Lab 4 - Secant method
Secant method
There is an alternative to Newton’s method that does not require a closed form for \(f'(x)\) called “Secant method.” Although the method is presented from the context of Newton’s method, it actually predates it by thousands of years. In order to understand it as it relates to Newton’s method, we can consider the definition of the derivative \(f'(x)\): \[ \begin{align*} f'(x) = \lim_{\delta \to 0} \frac{f(x) - f(x-\delta)}{\delta} .\end{align*} \] We can rewrite this as: \[ \begin{align*} f'(x) = \lim_{\delta \to 0} \frac{f(x) - f(x-\delta)}{x - (x - \delta)} .\end{align*} \] Taking a fixed small number \(\delta\) and plugging in some value \(x_n\) where \(x_n - \delta \approx x_{n-1}\) to get: \[ \begin{align*} f'(x_n) \approx \frac{f(x_n) - f(x_{n-1})}{x_n - x_{n-1}} .\end{align*} \] This is called the “secant line” at \(x_n\). If we now plug in this derivative approximation to Newton’s method, we get: \[ \begin{align*} g(x_n, x_{n-1}) = x_n - f(x_n) \frac{x_n - x_{n-1}}{f(x_n) - f(x_{n-1})} \end{align*} \] which is the secant method without an explicit form for \(f'(x)\)! Although this has simplified our procedure, there are also some drawbacks in convergence.
Pseudocode
Given two initial points \(x1\) and \(x2\), the fixed point function \(g\) (that takes in variables for \(x_n\) and \(x_{n-1}\)), an ending tolerance \(tol\), and a max number of steps \(Nmax\), we compute:
i = 2; % Counter variable
xs = [x1, x2]; % Array for storing results
while abs(xs(i)-xs(i-1)) > tol && i < Nmax
% Append g(xs(i),xs(i-1)) to xs
% Add 1 to i
end
Convergence
Firstly, because the secant method can be viewed as an approximation of Newton’s method, it is sensitive to the starting value \(x_1\) like Newton’s method.
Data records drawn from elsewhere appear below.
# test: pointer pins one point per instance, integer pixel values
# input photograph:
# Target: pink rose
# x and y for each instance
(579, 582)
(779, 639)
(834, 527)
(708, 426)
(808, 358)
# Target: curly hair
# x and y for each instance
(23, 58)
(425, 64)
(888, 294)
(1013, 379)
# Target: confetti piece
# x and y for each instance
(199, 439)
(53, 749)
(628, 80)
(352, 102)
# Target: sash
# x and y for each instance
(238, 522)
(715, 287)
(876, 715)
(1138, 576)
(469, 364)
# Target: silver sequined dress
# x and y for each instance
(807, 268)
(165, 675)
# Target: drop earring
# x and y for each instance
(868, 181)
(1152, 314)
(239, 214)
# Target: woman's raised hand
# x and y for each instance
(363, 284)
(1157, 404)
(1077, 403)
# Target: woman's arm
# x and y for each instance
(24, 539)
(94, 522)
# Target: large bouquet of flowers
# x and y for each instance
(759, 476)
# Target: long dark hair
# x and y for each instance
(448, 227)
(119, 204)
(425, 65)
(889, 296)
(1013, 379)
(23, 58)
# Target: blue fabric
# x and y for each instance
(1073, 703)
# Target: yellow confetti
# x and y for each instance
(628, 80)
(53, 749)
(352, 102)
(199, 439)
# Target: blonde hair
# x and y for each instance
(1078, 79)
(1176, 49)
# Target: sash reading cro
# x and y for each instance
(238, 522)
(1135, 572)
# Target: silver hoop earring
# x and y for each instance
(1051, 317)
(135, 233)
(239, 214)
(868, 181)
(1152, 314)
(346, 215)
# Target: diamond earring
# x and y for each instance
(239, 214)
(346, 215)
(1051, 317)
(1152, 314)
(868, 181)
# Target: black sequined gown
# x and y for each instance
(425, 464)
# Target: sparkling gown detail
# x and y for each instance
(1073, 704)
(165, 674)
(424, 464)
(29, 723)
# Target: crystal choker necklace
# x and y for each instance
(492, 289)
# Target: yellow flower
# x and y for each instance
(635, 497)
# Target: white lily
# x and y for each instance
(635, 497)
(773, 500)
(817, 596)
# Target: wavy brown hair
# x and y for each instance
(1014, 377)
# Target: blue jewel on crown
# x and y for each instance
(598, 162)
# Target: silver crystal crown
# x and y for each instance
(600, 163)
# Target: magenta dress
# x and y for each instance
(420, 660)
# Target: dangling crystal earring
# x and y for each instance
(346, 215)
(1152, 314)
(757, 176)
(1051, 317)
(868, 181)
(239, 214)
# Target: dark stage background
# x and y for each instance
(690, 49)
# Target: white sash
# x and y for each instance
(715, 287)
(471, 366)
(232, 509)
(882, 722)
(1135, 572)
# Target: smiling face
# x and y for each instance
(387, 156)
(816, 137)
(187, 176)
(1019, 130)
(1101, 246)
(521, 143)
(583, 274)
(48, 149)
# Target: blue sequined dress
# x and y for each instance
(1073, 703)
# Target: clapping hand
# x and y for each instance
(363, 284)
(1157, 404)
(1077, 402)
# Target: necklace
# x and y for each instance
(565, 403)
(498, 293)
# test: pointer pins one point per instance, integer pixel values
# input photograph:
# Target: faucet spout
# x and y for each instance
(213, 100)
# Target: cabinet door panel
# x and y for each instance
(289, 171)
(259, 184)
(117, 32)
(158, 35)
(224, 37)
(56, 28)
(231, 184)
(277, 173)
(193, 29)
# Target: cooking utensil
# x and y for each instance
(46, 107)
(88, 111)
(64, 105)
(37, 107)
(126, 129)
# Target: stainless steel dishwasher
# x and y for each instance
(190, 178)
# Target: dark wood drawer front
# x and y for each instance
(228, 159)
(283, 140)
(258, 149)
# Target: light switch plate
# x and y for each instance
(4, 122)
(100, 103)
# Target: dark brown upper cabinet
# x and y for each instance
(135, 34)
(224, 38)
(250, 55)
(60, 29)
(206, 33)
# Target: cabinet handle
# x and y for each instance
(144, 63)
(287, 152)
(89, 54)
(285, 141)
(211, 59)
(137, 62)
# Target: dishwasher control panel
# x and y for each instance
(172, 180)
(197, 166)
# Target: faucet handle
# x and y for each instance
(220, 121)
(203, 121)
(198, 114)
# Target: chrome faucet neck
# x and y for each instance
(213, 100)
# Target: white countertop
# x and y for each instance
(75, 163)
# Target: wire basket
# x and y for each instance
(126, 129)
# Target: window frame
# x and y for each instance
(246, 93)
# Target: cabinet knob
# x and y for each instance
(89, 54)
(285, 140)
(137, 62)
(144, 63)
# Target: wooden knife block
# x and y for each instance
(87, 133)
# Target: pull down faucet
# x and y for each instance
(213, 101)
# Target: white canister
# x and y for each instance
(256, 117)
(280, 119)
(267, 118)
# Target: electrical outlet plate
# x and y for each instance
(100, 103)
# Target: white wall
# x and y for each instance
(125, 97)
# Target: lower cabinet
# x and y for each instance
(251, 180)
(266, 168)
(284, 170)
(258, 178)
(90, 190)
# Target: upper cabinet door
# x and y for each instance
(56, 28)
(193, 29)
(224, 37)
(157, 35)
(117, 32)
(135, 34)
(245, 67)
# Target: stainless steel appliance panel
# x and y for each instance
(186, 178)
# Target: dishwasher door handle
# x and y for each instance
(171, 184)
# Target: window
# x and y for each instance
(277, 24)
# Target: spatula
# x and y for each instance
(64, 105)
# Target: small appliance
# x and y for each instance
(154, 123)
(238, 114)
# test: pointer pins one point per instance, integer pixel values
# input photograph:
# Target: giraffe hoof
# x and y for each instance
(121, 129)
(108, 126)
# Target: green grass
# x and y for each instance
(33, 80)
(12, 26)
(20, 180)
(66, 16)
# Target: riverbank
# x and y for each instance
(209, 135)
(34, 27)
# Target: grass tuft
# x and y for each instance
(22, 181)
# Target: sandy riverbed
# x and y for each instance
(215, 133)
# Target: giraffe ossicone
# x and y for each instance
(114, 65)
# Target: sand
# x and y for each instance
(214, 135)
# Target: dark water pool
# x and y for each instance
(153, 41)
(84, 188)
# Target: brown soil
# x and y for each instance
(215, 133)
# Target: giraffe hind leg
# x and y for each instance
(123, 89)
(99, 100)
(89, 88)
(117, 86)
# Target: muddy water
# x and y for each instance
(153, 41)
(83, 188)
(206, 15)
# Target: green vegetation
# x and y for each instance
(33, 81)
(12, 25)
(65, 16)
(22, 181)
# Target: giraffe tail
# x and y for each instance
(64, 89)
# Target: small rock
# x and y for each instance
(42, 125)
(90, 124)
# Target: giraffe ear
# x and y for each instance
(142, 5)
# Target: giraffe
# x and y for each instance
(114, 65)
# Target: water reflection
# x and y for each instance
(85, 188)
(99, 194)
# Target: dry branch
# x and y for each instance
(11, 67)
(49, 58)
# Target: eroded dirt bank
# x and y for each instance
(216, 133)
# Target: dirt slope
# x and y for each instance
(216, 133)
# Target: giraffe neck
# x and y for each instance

Specifically, if the slope of the function \(f(x)\) is near \(0\), the approximate derivative can give strange results. Additionally, if you start with an \(x_1\) that is too far away from your fixed point/root \(x^{*}\), the method will not converge.
Using a similar analysis as we would use with Newton’s method (namely Taylor’s series and mean value theorem), we ultimately get a convergence expression of \[ \begin{align*} C = \frac{|x_{n + 1} - x^{*}|}{|x_n - x^{*}|^{\frac{1 + \sqrt{5} }{2}}} \end{align*} \] which represents convergence of order \(\frac{1 + \sqrt{5}}{2}\). Although this is slower than Newton’s method, it is still faster than linear (order 1) and is thus faster than a method like bisection method.
Regula Falsi
The secant method addresses the requirement for a closed form derivative \(f'(x)\) to be used in Newton’s method, it does not solve the sensitivity to the initial starting point.
The “regula falsi” method can be viewed as a further extension of the secant method which is guaranteed to converge to the true root \(x^{*}\) by “bracketing” the root like the bisection method (i.e. always considering an interval \([a,b]\) for which \(f(a)f(b) < 0\)). To do so, it adjusts the bisection method midpoint selection using a secant line: \[ \begin{align*} f'(b) \approx \frac{f(b) - f(a)}{b - a} .\end{align*} \] This line is then applied to finding a “pseudo-midpoint” \(c\) that is between \(a\) and \(b\): \[ \begin{align*} c &= b - \frac{f(b)}{f'(b)} \\ &\approx b - f(b) \frac{b - a}{f(b) - f(a)} .\end{align*} \] After computing the “midpoint” \(c\), we can check \(f(a)f(c) < 0\) and adjust the interval \([a,b]\) accordingly.
Pseudocode
Given the initial interval \([a,b]\), the function \(f\), and an ending tolerance \(tol\) (the size of the final interval), we compute:
% Create a function g that computes the midpoint using regula falsi formula
g = @(a,b) ...
% While half the interval is bigger than the given accuracy tolerance
c = g(a,b)
while |f(c)| > tol
% c = g(a,b)
% If f(c) = 0, stop -- this would be lucky (c=root)!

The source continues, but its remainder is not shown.